Construire une custom et réussir une custom sont deux choses bien différentes. Même Harley-Davidson, pourtant l'instigateur du genre et maître incontesté du «pout-pout!» bien cadencé, ne fait pas que des bons coups.

D'un autre côté, et bien qu'il leur ait fallu quelques décennies avant de comprendre comment réaliser une bonne custom, les constructeurs japonais introduisent aujourd'hui des machines très impressionnantes de façon régulière. La spectaculaire et novatrice Boulevard M109R lancée par Suzuki il y a deux ans laissait prévoir le meilleur pour la C109R à l'essai ici. Mais en dépit de son élégante ligne, en dépit de son moteur aussi gros que technologiquement poussé et en dépit des pièces incroyablement massives qui la composent, la C109R n'est pas réussie. Il s'agit d'une conclusion d'autant plus étonnante que la nouveauté est présentée comme le fleuron de la gamme custom de Suzuki.

En théorie, la C109R devrait être un succès. Elle est propulsée par la plus grosse mécanique de moto jamais produite par Suzuki - un V-Twin qui crache littéralement le feu sur la M109R. Sa ligne, bien que prévisible, reprend tous les détails populaires et affiche toutes les courbes à la mode. Même le système de freinage est notable puisqu'il combine les freins avant et arrière, une rareté sur une custom. Le problème est que l'ensemble n'est tout simplement pas à la hauteur des composantes individuelles.

Par exemple, alors que les impressionnantes dimensions du châssis, des suspensions et des roues devraient se traduire par une sensation de solidité et de stabilité sur la route, on sent plutôt la C109R vague et floue dans les virages. Le coupable est le gros pneu arrière qui résiste aux inclinaisons et contre lequel moto et pilote semblent constamment devoir se battre. Il s'agit d'un comportement qu'on tolère plus ou moins sur certains modèles dont le style extrême requiert ce type de pneu, mais la C109R est, au contraire, une custom classique, une moto de balade qui est même offerte en version de tourisme léger. Elle devrait être équipée d'un pneu arrière standard et offrir un comportement accessible.

Puis, il y a le moteur qu'on annonce un peu moins puissant, mais encore plus coupleux que la petite bombe qu'est le V-Twin de la M109R. En réalité, il peine à pousser de manière autoritaire le poids énorme de la C109R et semble même, étrangement, moins coupleux à bas régime que la version originale animant la M109R. Inexplicable.
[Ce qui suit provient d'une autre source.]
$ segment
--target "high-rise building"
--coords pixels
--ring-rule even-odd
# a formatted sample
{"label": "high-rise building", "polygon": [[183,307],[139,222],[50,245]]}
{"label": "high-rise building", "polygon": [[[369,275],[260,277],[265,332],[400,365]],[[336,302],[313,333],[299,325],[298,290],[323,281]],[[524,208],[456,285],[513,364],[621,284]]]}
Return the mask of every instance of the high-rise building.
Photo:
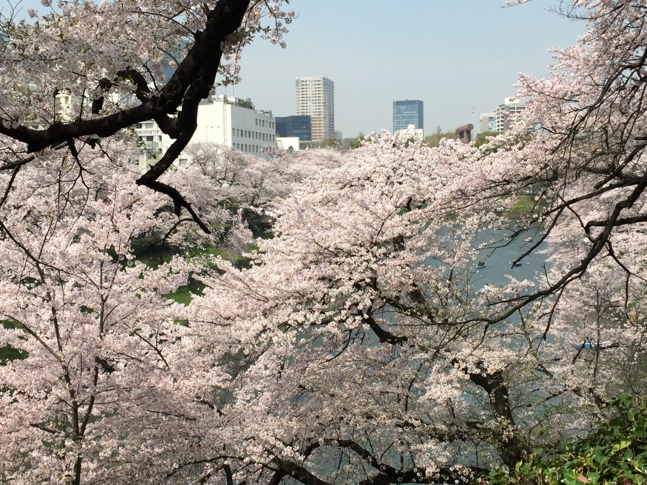
{"label": "high-rise building", "polygon": [[408,129],[413,125],[416,129],[424,129],[422,117],[424,105],[419,100],[393,102],[393,133]]}
{"label": "high-rise building", "polygon": [[334,82],[327,78],[296,80],[296,113],[309,115],[312,140],[334,136]]}
{"label": "high-rise building", "polygon": [[283,138],[298,136],[300,141],[309,142],[313,139],[310,116],[277,116],[276,136]]}
{"label": "high-rise building", "polygon": [[496,113],[481,113],[481,133],[494,131],[496,129]]}
{"label": "high-rise building", "polygon": [[507,131],[512,124],[510,117],[518,114],[525,109],[525,106],[519,100],[510,101],[509,98],[503,100],[503,104],[499,105],[494,111],[494,131]]}

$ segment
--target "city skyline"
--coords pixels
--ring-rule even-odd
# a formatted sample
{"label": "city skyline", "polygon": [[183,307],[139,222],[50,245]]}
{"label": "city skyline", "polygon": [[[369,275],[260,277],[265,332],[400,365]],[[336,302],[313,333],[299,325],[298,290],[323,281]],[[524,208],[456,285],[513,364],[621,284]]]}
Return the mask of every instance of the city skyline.
{"label": "city skyline", "polygon": [[[286,116],[296,114],[295,78],[327,76],[337,84],[335,128],[346,137],[391,131],[396,100],[423,101],[429,133],[437,125],[444,131],[479,126],[479,113],[514,94],[520,72],[547,76],[549,50],[574,44],[586,31],[584,22],[548,11],[554,5],[546,0],[500,8],[504,3],[402,0],[389,9],[380,0],[292,0],[296,18],[287,48],[252,43],[242,51],[241,81],[217,92],[251,98]],[[23,18],[30,8],[49,10],[39,0],[23,0],[20,8]]]}
{"label": "city skyline", "polygon": [[391,131],[392,103],[406,99],[424,103],[428,133],[437,125],[454,131],[478,126],[479,113],[514,95],[520,72],[547,76],[549,49],[571,45],[585,31],[584,23],[547,12],[551,4],[542,0],[507,8],[499,0],[403,0],[393,12],[378,3],[294,0],[298,17],[286,48],[252,43],[243,51],[241,83],[219,92],[250,97],[287,116],[296,114],[294,80],[326,76],[335,81],[335,129],[344,137]]}

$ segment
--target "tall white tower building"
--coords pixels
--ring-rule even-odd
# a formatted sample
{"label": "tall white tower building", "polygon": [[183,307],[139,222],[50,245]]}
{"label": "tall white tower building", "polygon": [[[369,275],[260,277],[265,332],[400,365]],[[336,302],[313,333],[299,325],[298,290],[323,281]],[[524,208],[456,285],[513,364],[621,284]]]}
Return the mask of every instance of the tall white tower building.
{"label": "tall white tower building", "polygon": [[296,80],[296,114],[309,114],[313,142],[334,136],[334,82],[327,78]]}

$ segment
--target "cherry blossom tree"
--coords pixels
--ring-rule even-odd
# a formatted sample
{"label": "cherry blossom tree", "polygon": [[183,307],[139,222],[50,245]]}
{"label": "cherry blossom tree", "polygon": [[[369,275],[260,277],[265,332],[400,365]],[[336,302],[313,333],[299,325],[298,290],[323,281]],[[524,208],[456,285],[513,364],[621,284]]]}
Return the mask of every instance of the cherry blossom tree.
{"label": "cherry blossom tree", "polygon": [[[285,24],[294,13],[282,11],[282,3],[61,1],[60,12],[30,12],[33,24],[3,18],[0,133],[21,145],[2,169],[17,169],[32,159],[26,154],[74,140],[100,144],[153,119],[175,141],[137,183],[171,197],[179,215],[187,211],[208,232],[191,204],[159,178],[191,140],[198,105],[216,76],[225,84],[237,79],[241,49],[252,37],[285,45]],[[173,69],[166,81],[163,68]],[[62,107],[61,94],[77,102]]]}
{"label": "cherry blossom tree", "polygon": [[[63,88],[39,83],[34,69],[32,91],[27,54],[3,68],[6,80],[23,77],[11,85],[19,94],[10,100],[6,87],[3,102],[15,116],[1,129],[13,140],[5,140],[1,175],[0,341],[27,356],[0,367],[3,480],[468,482],[586,433],[619,392],[645,391],[644,2],[564,3],[588,32],[556,50],[549,79],[521,78],[527,109],[479,147],[384,133],[344,153],[266,162],[199,146],[189,149],[192,166],[168,171],[172,149],[142,182],[118,130],[153,118],[172,131],[185,108],[188,116],[193,93],[215,79],[201,76],[217,67],[199,66],[201,49],[224,52],[248,38],[210,38],[233,15],[220,9],[234,4],[207,5],[208,14],[188,6],[175,19],[184,27],[164,23],[175,32],[170,47],[182,29],[200,33],[174,77],[151,88],[166,58],[146,47],[135,63],[128,43],[157,45],[159,30],[142,27],[177,12],[115,3],[143,37],[116,34],[126,57],[110,61],[122,63],[106,71],[112,77],[96,74],[100,62],[80,63],[94,74],[65,87],[94,93],[84,94],[98,106],[94,118],[80,108],[78,121],[57,121],[55,110],[43,121],[42,100]],[[107,14],[111,5],[39,22],[123,18]],[[86,8],[105,14],[77,20]],[[259,28],[260,10],[236,11],[256,20],[242,31],[227,24],[228,35]],[[6,55],[24,51],[41,65],[21,25],[5,27],[17,29]],[[43,48],[63,49],[57,42]],[[144,66],[146,82],[118,74],[133,65]],[[181,85],[181,96],[165,97]],[[109,96],[118,92],[140,104],[123,108]],[[177,118],[165,118],[182,97]],[[105,123],[116,129],[87,127]],[[184,128],[175,127],[174,146],[184,149]],[[96,136],[100,143],[87,139]],[[219,210],[224,200],[262,210],[273,237],[256,241],[245,268],[207,257],[147,268],[131,249],[140,234],[158,230],[179,245],[199,236],[142,186],[170,195],[176,218],[199,214],[205,233],[231,222]],[[534,206],[512,217],[521,195]],[[239,228],[233,236],[248,241]],[[552,266],[534,280],[475,287],[481,255],[529,231],[534,238],[513,263],[545,241]],[[494,235],[483,241],[484,232]],[[173,304],[164,296],[190,273],[204,290],[186,307]]]}
{"label": "cherry blossom tree", "polygon": [[162,295],[187,269],[133,260],[163,198],[136,184],[132,148],[103,145],[34,160],[13,185],[3,176],[0,341],[26,352],[0,367],[3,482],[127,480],[112,458],[146,453],[146,429],[179,412],[162,398],[179,327]]}

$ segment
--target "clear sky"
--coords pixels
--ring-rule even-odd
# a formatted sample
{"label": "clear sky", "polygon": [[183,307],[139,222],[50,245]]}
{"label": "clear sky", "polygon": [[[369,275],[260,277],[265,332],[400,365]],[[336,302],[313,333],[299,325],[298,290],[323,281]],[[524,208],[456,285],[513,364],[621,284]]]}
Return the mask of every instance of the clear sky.
{"label": "clear sky", "polygon": [[[424,133],[477,122],[520,72],[548,74],[549,50],[586,30],[551,13],[558,0],[501,8],[503,0],[292,0],[298,16],[281,49],[255,41],[243,52],[236,96],[276,116],[295,114],[294,79],[334,81],[335,128],[344,137],[393,129],[393,102],[422,100]],[[222,89],[219,92],[221,92]],[[232,94],[232,89],[228,89]]]}
{"label": "clear sky", "polygon": [[[7,0],[0,0],[6,6]],[[344,137],[393,129],[393,102],[424,102],[424,132],[471,123],[516,92],[522,72],[548,74],[549,50],[575,43],[585,24],[549,12],[559,0],[501,8],[504,0],[291,0],[298,17],[281,49],[256,39],[227,94],[276,116],[294,114],[294,80],[334,81]],[[23,0],[42,9],[38,0]],[[26,15],[26,14],[25,14]],[[223,92],[223,88],[218,91]]]}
Quant aux freins, si le système combiné fonctionne adéquatement, il augmente en revanche l'effort au levier de manière démesurée dans un arrêt d'urgence.

La nouvelle C109R n'est pas exempte de qualités puisqu'elle bénéficie quand même d'une partie cycle solidement construite et d'un style que la moyenne des amateurs de customs trouvera attrayant. Elle offre une position de conduite dégagée typique de ce genre de moto et propose un confort décent sur un long trajet. Et bien qu'elle soit très lourde à l'arrêt, elle camoufle plutôt bien son embonpoint une fois en mouvement. Elle est aussi mue par une mécanique relativement douce à vitesse d'autoroute et dont la sonorité et le caractère sont assez plaisants.

Mais l'impression générale qu'elle laisse demeure décevante. Comme si on avait pressé l'équipe responsable du modèle de l'amener à l'étape de la production. En ce qui me concerne, je soupçonne davantage un chargé de projet qui ne comprend pas vraiment les customs et qui a plutôt cherché, avec les meilleures intentions j'en suis sûr, à créer une machine exceptionnelle. Pour y arriver, il a conclu qu'elle devrait être plus massive que toutes les autres customs du marché et qu'elle devrait être équipée d'un de ces énormes pneus arrière si populaires ces temps-ci. Avec la M109R dans la gamme, le choix de la mécanique était évident, mais pourquoi simplement s'en tenir à un V-Twin déjà existant? Pourquoi ne pas complètement réviser celui-ci afin de le rendre encore plus plaisant?

L'installation d'un système de freinage combiné compléterait le tout en augmentant la sécurité.

Toutes ces belles intentions, aussi louables soient-elles, ne remplacent toutefois pas une bonne compréhension de l'univers custom et des préférences des amateurs de ce type de deux-roues. En redonnant à la mécanique de la C109R toute la fougue qui a fait le succès et la réputation de la M109R, en remplaçant son gros pneu arrière par un pneu normal dont la dimension ne sabotera pas les qualités du reste de la partie cycle et en ajustant le système de freinage afin qu'il fonctionne de manière plus fluide, on aurait déjà une moto bien meilleure. «Promouvoir» le chargé de projet actuel vers un autre département que celui des customs pourrait aussi être une bonne idée.